Quiso coger el coche para bajar al estanco pero le llamó la atención una cierta falta de simetría que se percibía en la cochera. La mala suerte había tomado forma de rueda y siendo día de fiesta no habría ningún taller que resolviese el pinchazo.
Así que cogió el abrigo instintivamente, efecto del calendario, y salió andando por la calle hacia la zona comercial que debía estar hirviendo de gentes. Sin embargo, el sol invernal es traicionero y a mitad de camino hubo que quitarse la prenda larga y doblarla torpemente sobre el brazo. La mala suerte que antes era rueda, adoptó ahora la forma de un charco.
Tardó unos segundos en decidir si le convenía volver y acicalarse o seguir adelante, cuando apareció en ese instante el autobús urbano que aceleraría su asunto. No se notaba en demasía la mancha sobre la oscuridad doblada del abrigo, así que, rebuscó monedas y subió al primer peldaño. Disfrazada de inercia, fue la mala suerte la que dio con sus huesos en la moqueta.
Ella le tendió mano y sonrisa, y le ofreció el asiento de al lado. Conversaron vagamente, mirándose a la cara, extrañados del paraíso. Cuando ella toco el timbré solicitando parada, él sonrió lo indecible al saber que era la misma que la suya. Bajó el escalón a su lado, puede que un poco nervioso, y escuchó la voz de la mala suerte que provenía de un novio que la besaba.
Con la palabra en la boca, se encaminó hacia una tienda para hacer la compra que traía de recado. No podía ser de otra forma, todo estaba cerrado, era fiesta, ¡cómo podía haberlo olvidado! Esto no era mala suerte, seguro; más bien, era mala cabeza.
Emprendió el camino de vuelta con gesto resignado. Le persiguieron más peripecias de la mala suerte: tardó el autobús de vuelta, se confundió de parada y anduvo un trecho de más, a punto estuvo de morderle un perro que sacó la cabeza por la verja de una casa… En fin, una odisea de secano hasta que por fin pudo abrir la puerta de casa y resoplar en el rellano.
Pero incluso allí dentro volvió a parpadear la mala suerte con la lucecita roja del contestador. Al descolgar escuchó una voz de mujer que le decía: «Es la tercera vez que te llamo y no me contestas. Hoy es fiesta y está todo cerrado, seguro que estás en casa. Al menos podías haber dado la cara y responder a mi llamada. No voy a perder más tiempo contigo. Hasta nunca.»
Abatido, resignado, cabizbajo y triste, se asomó al balcón para perder sus pensamientos en el horizonte, para decidir si era el día apropiado para intentar arreglar el malentendido.
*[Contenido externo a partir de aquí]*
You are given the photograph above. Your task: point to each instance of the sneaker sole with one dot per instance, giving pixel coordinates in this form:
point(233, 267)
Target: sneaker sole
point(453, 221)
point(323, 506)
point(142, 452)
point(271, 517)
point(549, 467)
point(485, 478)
Saludó con un gesto al vecino del otro lado de la verja que andaba con la familia haciendo preparativos para una fiesta y se sintió abandonado por la suerte y solo.
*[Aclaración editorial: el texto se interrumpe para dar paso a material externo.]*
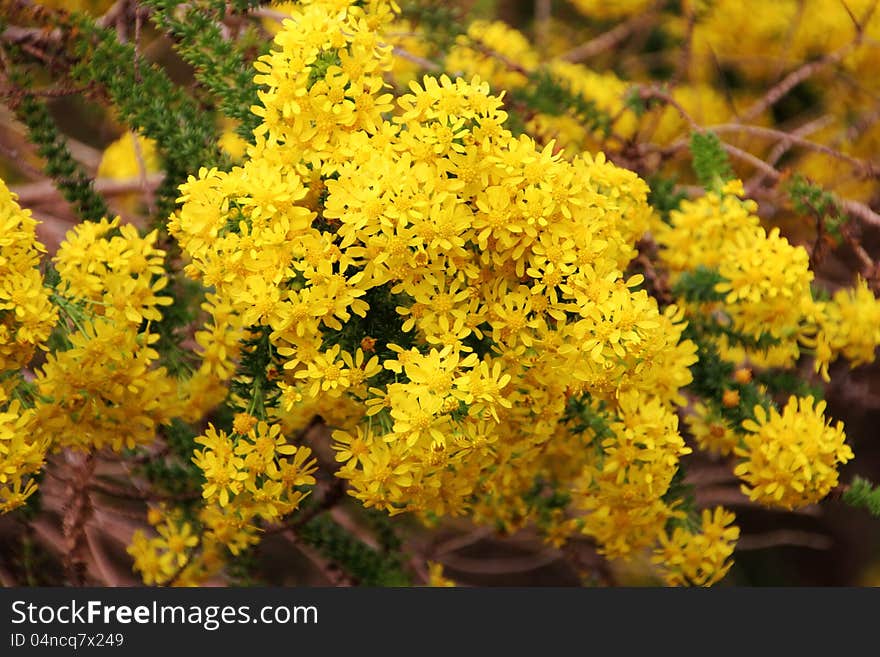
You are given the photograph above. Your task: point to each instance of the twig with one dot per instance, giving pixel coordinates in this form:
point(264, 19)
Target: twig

El vecino, atareado, respondió con la mano mirándolo de reojo, mascullando envidia por todos sus poros: «Guapo, joven, rico, sin hijos y sin suegra. ¡Menudo cabrón! ¡Eso es un tío con suerte!».
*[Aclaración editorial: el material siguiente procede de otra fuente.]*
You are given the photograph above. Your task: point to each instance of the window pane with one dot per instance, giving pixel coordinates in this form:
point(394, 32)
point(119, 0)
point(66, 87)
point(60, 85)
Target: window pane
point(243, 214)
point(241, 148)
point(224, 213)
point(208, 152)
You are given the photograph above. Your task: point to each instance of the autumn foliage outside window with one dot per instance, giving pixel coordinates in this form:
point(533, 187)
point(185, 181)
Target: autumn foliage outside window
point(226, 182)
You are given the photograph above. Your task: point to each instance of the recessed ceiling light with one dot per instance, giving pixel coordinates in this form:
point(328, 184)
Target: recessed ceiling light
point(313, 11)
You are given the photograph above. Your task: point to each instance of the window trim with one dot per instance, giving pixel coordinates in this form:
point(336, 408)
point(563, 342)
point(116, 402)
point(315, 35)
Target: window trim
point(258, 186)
Y yo, como gato encaramado en la verja, que tomando el sol reflexiono sobre mis siete pasos por la tierra, si pudiese hablar, a los dos les diría que toda la vida es azar y que todo el azar es vida, pero la suerte… no.
La suerte no depende de la vida ni del azar. La suerte es un sentimiento pasajero que se nos enreda en el corazón.